Luís Gabriel Carrillo Navas

lunes, 7 de septiembre de 2009

Medicina capitalista contra la salud pública

Por Patrocinio Navarro
El negocio de la gripe da mucho de sí. Los laboratorios y los políticos combinados entre sí y con la Universidad producen una verdadera enfermedad social millones de veces más peligrosa que la gripe
Patrocinio Navarro | Para kaos en la Red

 

Hipócrates de Cos (siglo V a.d.C.)

Ya existen cifras sobre los beneficios de aterrar a la población.

El Mundo digital –tan poco sospechoso de izquierdismo como el Papa- calcula en 4000 millones de dólares lo que se van a embolsar

Los tipos listos de los laboratorios secundados por  políticos oportunistas, hipocondriacos, ignorantes y crédulos. Todo para combatir una gripe como la de siempre, pero menos peligrosa.

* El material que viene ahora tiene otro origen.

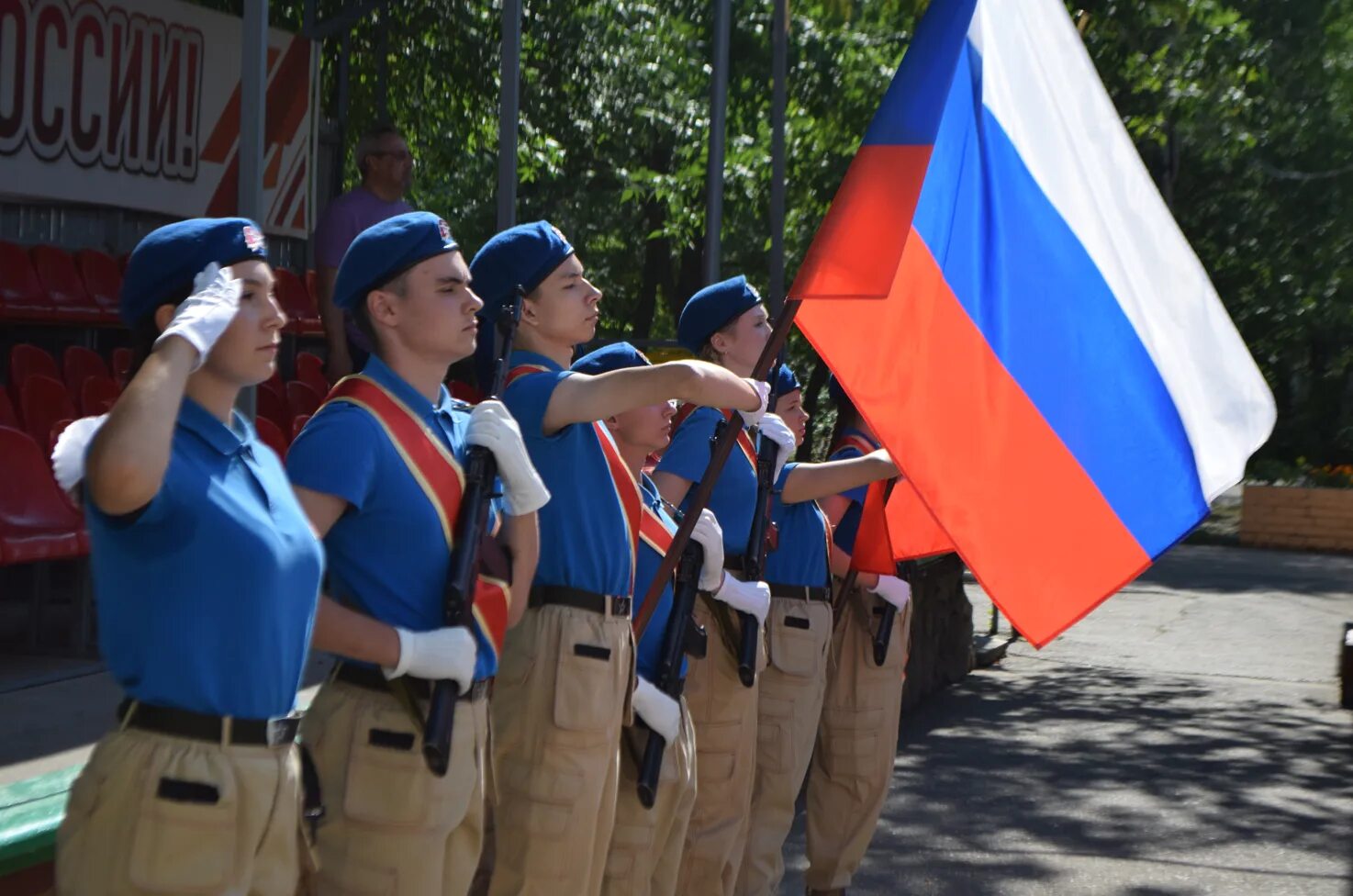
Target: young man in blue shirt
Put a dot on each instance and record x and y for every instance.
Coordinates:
(563, 690)
(379, 473)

Aquí hay gato encerrado y conviene saber si está vivo, pero si no lo está, no será por la gripe. Así que abramos la puerta.                                           

Un país se sostiene en la salud de sus habitantes. Su economía, y su bienestar todo depende de este factor. Es por ello que la salud general debería ser un tema prioritario, y  toda persona  tener acceso libre y gratuito a un sistema público y diversificado de salud, igual para todos, y a los tratamientos más adecuados a su enfermedad en caso de tenerla.Esto incluye, siendo inteligentes, la necesidad de potenciar la medicina preventiva para evitar dolor, problemas laborales y gastos sociales.

No sólo sería este un planteamiento correcto, según todos los cánones, para el bienestar social, sino que mostraría un nivel de conciencia colectiva digna de elogio. Sin embargo, se ha elegido por los gobiernos el camino contrario desde hace mucho tiempo debido a las presiones de las multinacionales farmacéuticas y de los vendedores de otras multinacionales: las de tecnología médica. Así que existen en el mercado de los países ricos una enorme variedad de productos relacionados con ambas ramas de la producción supuestamente destinadas a la salud pública que engrosan los bolsillos privados de más de un espabilado.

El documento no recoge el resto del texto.